Людмила бросила на него тяжелый взгляд.

– Если выбор такой охуенный, то я лучше на хорька посмотрю.

Бармен пожал плечами и с улыбкой побрел за стойку, качая головой.

– Еще одна умная черкешенка, – сказал он. – Тебе чай или кофе?

– Кофе. И я не черкешенка.

– Но ты с запада. Это одно и то же.

– Ха! А ты тогда, блядь, с Китая.

Мужчина отвернулся от кофейного аппарата и, положив обе руки на барную стойку, устало выдохнул:

– Послушай меня. Ты постоянно говоришь «Ха!» – а так делают на западе. Если ты не черкешенка, это только показывает, что вы все одинаковые, раз ты ходишь, блядь, и повторяешь свое «Ха!».

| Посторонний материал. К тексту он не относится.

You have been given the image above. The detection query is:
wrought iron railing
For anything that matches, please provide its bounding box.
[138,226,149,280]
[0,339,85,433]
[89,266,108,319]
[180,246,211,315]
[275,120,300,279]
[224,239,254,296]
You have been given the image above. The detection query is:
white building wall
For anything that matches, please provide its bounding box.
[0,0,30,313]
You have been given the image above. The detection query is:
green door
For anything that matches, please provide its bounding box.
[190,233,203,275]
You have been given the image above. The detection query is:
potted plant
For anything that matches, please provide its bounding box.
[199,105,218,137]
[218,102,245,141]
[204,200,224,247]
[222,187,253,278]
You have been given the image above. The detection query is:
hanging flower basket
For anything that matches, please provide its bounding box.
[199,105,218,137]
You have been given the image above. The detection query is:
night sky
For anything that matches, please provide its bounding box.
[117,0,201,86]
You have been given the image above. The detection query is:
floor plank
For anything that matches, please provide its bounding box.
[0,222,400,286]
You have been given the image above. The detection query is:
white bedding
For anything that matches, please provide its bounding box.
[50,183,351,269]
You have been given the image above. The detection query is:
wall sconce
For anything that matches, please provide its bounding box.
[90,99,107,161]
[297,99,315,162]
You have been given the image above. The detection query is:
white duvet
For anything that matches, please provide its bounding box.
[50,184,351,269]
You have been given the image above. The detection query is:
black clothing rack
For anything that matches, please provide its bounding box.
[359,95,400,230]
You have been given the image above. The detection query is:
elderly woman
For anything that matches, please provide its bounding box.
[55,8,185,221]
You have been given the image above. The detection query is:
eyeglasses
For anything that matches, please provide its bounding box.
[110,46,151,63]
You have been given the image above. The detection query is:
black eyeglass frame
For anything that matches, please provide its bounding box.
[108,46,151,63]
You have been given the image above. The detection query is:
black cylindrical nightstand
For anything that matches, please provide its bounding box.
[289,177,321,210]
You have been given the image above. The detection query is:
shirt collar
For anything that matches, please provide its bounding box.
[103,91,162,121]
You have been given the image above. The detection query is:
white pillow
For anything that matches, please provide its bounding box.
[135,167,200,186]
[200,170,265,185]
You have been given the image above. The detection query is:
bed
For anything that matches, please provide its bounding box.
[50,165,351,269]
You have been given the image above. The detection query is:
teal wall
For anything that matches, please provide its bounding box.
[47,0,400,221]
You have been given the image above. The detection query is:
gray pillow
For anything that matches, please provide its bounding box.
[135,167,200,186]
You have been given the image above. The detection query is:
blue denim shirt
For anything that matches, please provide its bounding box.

– Ну, это показывает скорее на тебя, а не на меня, – ответила Людмила. – Так что, ха!

Мужчина вернулся к своей работе, кивнув и хмыкнув в сторону парочки за столом.

– Послушайте ее, а?

– Она ибли, – сказал один из них, не поворачиваясь. – Черкесы не говорят «Ха!». И она подбородок выпячивает, не видишь? Зуб даю, что она еще говорит «заткни пасть» вместо «заткнись». «Заткни пасть и думай дебильной башкой, блядское отродье» – вот как они пиздят в этих своих иблильских районах.

– Да, прямо эксперт по черкесам. – Бармен подтолкнул чашку кофе по стойке в направлении Людмилы. Пар поднимался от чашки, смешиваясь с сигаретным дымом над головой. – Значит, ты считаешь, что она из Увилы или из самого Иблильска?

Он наклонился прямо к Людмиле, как будто они стали командой, соревнующейся с мужчинами в темном углу.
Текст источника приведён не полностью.